I’ve spent a lot of time looking at these big prints (recommend visiting the Margulies for a near-lethal dose). It seems to me that in the best of the 30 × 40 inch prints, the resolution on an per-square-inch basis nears that seen magazines images. Since magazines typically consider 300 dpi to be the minimum resolution for print, it’s easy to calculate 30 × 40 × 3002 = 108,000,000 — 108 megapixels.

But looking at real-world results belies the mathematical precision that is suggested by talk of dots per inch, etc., and the fact is that the actual resolution of those large format print-based prints also varies greatly. This has everything to do with the subject matter, and in what an artist considers acceptable. A 6 megapixel image printed 16 × 24 inches is 120 dpi, yet looks surprisingly good. (A print from the D3x at the same resolution would be 34 × 50 inches.) It’s imperative for each person interested in this to familiarize themselves with what 100 dpi, 150 dpi, etc. looks like for their subject matter, and with today’s technology it’s trivially easy to do this.

Just for fun, check out the picture above. It’s a tiny crop from a picture off my Canon pocket camera, scaled up by 150%. Not fantastic, but at this resolution (assuming a 100 dpi monitor), a print of the whole picture would be 50 inches across.

Micropayments

The world internet is abuzz with talk about this weeks’ Time cover story advocating micropayments for online content. Rex Sorgatz even put together a really smart model of how they might work.

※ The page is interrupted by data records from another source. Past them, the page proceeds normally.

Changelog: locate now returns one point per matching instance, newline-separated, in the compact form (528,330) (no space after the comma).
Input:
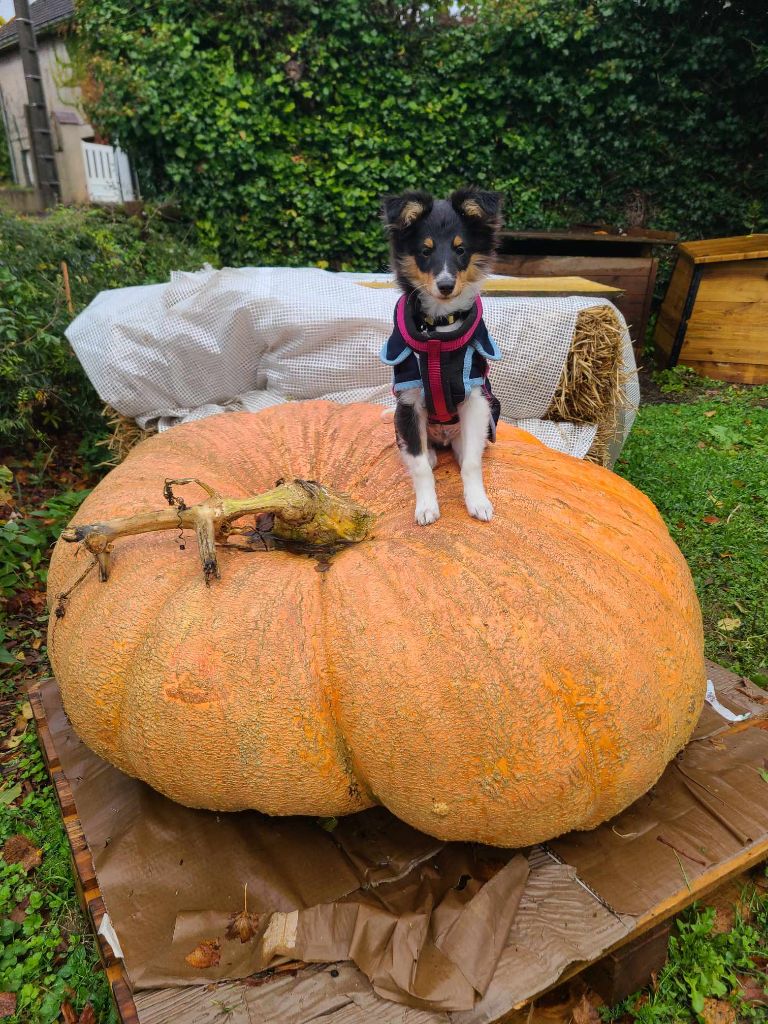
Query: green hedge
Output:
(42,385)
(279,125)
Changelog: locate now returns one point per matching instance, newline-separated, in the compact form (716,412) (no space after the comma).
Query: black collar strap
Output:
(446,321)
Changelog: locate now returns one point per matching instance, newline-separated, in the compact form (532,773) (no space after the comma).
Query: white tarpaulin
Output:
(216,341)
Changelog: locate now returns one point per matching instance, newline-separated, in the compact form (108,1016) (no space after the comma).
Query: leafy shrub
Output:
(280,125)
(42,385)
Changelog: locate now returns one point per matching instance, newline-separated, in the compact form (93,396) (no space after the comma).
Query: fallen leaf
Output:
(9,795)
(18,850)
(206,954)
(725,919)
(69,1014)
(752,990)
(718,1012)
(88,1015)
(243,926)
(585,1013)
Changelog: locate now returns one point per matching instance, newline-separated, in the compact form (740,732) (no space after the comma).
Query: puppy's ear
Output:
(478,205)
(399,212)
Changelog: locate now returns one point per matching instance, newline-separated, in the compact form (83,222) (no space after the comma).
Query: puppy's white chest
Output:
(443,433)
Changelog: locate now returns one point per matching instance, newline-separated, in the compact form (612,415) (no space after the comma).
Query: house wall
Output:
(67,137)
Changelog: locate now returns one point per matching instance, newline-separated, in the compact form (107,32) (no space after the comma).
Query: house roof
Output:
(45,14)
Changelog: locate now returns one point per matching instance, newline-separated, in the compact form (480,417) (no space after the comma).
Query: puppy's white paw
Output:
(427,512)
(479,507)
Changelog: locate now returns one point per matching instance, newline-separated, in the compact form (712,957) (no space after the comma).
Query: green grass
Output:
(50,956)
(705,465)
(707,965)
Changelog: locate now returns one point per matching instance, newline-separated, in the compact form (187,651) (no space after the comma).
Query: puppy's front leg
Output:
(474,415)
(411,428)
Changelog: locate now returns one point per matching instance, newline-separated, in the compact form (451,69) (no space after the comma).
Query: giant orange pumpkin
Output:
(502,682)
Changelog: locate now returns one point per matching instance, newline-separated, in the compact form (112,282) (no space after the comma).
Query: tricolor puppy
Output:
(441,251)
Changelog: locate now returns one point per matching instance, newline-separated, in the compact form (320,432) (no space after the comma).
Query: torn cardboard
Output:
(453,931)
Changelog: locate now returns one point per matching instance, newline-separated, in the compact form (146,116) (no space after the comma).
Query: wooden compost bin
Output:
(624,261)
(715,315)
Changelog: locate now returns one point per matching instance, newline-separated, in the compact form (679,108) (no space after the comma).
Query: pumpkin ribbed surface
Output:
(503,682)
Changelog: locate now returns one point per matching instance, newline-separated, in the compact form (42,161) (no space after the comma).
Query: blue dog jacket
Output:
(445,365)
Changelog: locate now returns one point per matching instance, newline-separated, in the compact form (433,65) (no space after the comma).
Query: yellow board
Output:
(530,287)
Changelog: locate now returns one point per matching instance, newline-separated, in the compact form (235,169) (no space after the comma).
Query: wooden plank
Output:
(739,247)
(734,373)
(529,287)
(673,307)
(734,283)
(598,235)
(85,875)
(595,267)
(625,971)
(704,885)
(713,344)
(650,285)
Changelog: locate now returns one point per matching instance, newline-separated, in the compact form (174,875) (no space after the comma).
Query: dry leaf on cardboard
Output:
(242,926)
(752,990)
(205,955)
(725,919)
(18,850)
(585,1013)
(718,1012)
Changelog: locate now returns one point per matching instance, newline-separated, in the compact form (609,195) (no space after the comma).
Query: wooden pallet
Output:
(82,864)
(621,970)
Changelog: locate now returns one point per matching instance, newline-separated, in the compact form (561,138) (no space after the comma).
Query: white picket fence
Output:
(108,173)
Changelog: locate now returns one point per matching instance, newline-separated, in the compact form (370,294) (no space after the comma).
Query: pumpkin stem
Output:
(298,514)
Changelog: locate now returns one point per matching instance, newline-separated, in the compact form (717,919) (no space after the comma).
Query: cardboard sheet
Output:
(453,931)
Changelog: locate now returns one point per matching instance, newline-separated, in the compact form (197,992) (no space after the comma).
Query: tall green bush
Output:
(42,385)
(279,125)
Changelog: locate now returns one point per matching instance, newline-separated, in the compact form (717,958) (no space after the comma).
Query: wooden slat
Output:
(734,373)
(737,247)
(713,343)
(594,267)
(529,287)
(734,283)
(650,238)
(85,875)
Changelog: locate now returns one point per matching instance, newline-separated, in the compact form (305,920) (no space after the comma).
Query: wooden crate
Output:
(624,261)
(715,315)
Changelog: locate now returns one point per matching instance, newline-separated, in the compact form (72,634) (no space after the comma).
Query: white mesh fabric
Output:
(245,339)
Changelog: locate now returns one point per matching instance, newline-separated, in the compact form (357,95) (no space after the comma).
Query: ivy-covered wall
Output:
(279,125)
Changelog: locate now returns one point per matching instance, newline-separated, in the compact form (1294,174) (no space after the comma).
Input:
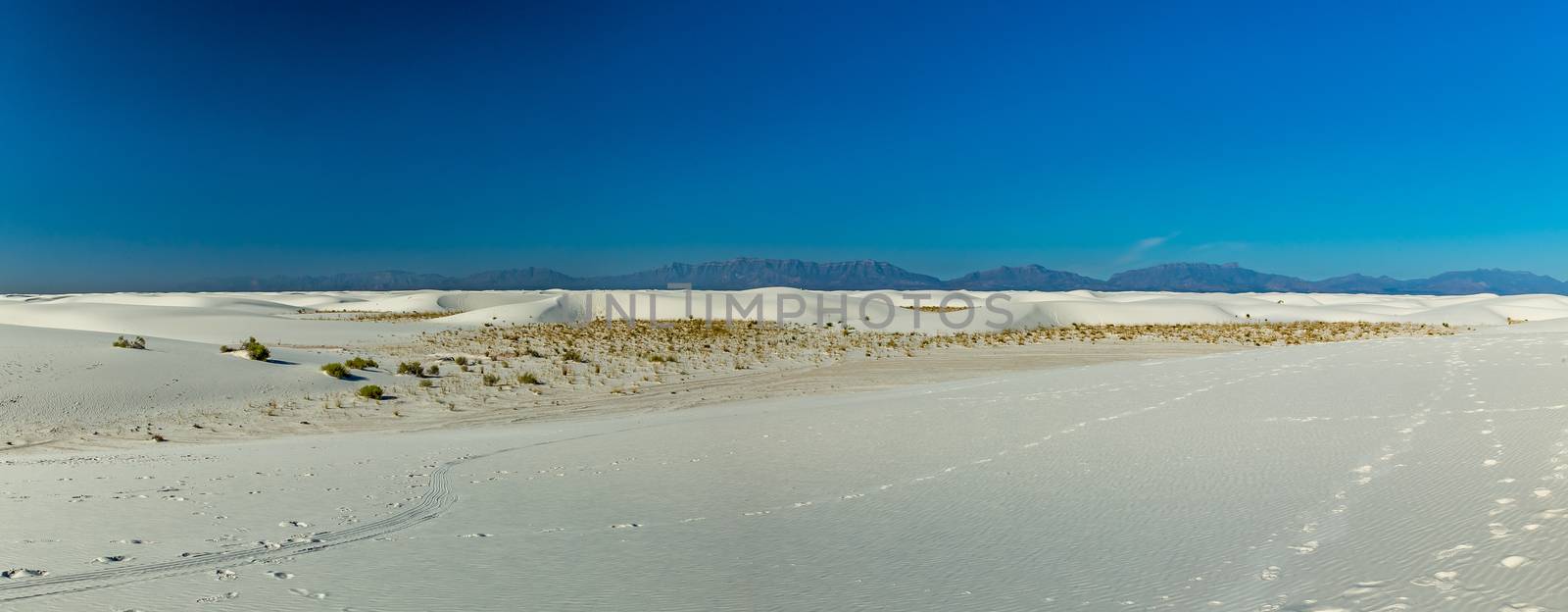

The problem, for those not following along, is that newspapers and some magazines are dying, loosing revenue from their print editions (because they didn’t play nice with the internet early on), and they think this (i.e. not playing nice with the internet now) is going to be their salvation.

It’s not going to work, and Clay Shirky has done a great job of explaining why (via). Essentially, because people pony up on micropayments only when they have no other alternative. The only way for this to succeed is for the New York Times (or whoever) to convince all similar content providers to implement a micropayment system system at the same time.

For those following along at home, I’ve made two of my own proposals for saving the newspaper industry over the years: the non-profit model, and the break it up and rebuild it model (see comment #2).